Mankiewicz’ ideal holds true even now, even at Yale. It is so rare that one of us describes themselves as ambitious or even hard-working. We prefer to downplay the inner urge that keeps us awake at night, that pushes us to study harder or to submit an application. It is so rare that one of us talks about how challenging the recruiting process is or the slightly twisted truths we say in our interviews. Saying “I got the job” with a confident smile is much more inspiring than admitting how many emails we sent to get that job. None of us wants to be Eve. Yet, there is a bit of Eve in all of us. We don’t have to be as cunning as Eve herself. We don’t have to, and certainly shouldn’t, be as damaging and corrupt as Macbeth. But at some point in our lives, we all have or will act in a certain slightly-pretended way until we achieve what we want. Flatter the supervisor, fake a smile or two, play the politics of the game. Not the ideal; yet the fact.
Why are we so unwilling to admit this then? Why do we try so hard to hide our Eve’s? Why are we told to disapprove of our strong ambition or criticize the “wannabes”? It may be true that there is no limit to doing “anything” to achieve one’s desire, and people’s disapproving eyes upon hearing about those “anything”s act as the deterrent. Yet this becomes another way we let others’ perception of us dictate our self-portrayal, widening the gap between who we really are and who we want to be seen as.

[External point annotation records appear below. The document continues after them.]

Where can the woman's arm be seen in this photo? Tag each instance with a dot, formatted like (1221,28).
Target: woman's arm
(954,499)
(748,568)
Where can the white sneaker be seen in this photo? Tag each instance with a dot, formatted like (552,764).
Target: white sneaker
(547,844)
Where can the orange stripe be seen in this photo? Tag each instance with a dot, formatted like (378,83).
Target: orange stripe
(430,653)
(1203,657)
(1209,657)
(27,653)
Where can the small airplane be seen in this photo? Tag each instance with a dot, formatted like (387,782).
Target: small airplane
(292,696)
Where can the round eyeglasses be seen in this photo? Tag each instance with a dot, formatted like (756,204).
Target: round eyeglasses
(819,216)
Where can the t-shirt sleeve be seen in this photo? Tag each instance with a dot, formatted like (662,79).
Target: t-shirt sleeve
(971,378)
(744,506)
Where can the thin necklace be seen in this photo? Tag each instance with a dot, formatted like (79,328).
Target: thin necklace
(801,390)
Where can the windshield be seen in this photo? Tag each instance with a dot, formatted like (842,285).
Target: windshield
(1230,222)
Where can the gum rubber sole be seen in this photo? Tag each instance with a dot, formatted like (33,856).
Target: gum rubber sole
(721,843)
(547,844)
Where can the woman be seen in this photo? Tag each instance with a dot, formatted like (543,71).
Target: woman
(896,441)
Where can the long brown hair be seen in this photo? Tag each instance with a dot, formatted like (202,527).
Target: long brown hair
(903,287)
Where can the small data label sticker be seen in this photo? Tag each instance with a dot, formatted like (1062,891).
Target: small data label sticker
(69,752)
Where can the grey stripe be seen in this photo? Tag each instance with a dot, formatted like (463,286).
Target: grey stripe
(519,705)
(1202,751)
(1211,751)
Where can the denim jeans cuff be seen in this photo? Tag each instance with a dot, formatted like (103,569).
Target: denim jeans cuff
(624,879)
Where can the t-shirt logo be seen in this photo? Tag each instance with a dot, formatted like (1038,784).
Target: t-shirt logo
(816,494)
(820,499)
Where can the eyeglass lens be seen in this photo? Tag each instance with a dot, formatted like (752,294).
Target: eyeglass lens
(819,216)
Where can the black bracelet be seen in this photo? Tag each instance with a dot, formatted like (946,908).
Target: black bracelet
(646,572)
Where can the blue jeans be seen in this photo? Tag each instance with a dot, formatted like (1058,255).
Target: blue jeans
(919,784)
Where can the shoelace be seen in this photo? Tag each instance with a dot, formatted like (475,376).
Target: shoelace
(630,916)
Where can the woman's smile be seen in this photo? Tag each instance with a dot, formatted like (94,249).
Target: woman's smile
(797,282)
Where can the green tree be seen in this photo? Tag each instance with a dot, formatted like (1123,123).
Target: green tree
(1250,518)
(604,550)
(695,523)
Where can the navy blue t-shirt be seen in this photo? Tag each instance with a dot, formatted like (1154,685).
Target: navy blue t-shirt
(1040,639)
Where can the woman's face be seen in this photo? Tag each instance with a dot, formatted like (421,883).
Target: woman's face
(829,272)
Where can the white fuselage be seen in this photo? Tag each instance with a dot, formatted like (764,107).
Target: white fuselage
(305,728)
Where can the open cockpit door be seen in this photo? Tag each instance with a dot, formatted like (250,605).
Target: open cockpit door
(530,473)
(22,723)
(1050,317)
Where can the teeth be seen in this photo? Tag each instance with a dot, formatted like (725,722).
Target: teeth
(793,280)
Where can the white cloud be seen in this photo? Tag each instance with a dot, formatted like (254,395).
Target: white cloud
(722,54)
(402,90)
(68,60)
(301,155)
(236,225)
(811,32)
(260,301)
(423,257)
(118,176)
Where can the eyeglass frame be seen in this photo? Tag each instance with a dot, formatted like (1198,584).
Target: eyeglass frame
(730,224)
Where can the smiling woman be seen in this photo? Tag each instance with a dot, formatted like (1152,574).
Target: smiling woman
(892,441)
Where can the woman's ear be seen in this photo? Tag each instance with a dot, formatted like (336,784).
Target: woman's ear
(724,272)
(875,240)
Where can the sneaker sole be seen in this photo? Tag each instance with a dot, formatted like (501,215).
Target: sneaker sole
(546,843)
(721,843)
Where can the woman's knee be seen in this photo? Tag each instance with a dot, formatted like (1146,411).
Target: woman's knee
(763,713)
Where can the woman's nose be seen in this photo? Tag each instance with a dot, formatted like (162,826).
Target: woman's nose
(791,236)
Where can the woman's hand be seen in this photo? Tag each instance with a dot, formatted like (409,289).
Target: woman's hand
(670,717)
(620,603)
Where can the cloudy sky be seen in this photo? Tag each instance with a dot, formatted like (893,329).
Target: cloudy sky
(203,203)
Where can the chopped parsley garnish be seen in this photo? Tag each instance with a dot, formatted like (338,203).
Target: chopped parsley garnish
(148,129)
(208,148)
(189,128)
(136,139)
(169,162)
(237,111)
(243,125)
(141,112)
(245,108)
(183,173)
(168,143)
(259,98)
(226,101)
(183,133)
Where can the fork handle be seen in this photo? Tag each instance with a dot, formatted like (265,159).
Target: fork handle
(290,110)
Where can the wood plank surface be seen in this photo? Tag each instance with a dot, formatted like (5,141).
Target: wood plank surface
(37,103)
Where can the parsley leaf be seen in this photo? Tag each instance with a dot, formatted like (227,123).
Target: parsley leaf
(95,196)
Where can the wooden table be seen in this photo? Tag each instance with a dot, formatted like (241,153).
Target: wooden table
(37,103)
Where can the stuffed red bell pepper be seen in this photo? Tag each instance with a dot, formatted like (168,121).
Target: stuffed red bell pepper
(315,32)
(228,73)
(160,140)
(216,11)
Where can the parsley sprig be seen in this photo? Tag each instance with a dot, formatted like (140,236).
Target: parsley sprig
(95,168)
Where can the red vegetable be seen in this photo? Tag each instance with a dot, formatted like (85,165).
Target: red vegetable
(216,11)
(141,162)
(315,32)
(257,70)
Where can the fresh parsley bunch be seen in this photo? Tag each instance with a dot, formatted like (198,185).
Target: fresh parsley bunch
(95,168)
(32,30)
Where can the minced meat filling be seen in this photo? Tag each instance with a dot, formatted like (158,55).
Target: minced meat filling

Of course, my contempt for this hypocrisy comes from another ambitious desire for self-actualization. But there is a reason why Maslow regarded this as the highest level in the hierarchy of needs. It is only after we reach our goal, achieve our dream that we usually take a step back and question the Eve in us. Perhaps not addressing the hypocrisy itself renders the success pure, unstained and ideal. What is the solution then? Disregarding Eve? Killing her? Coming to terms with her? I don’t know. Only one thing is for sure: it really is all about Eve.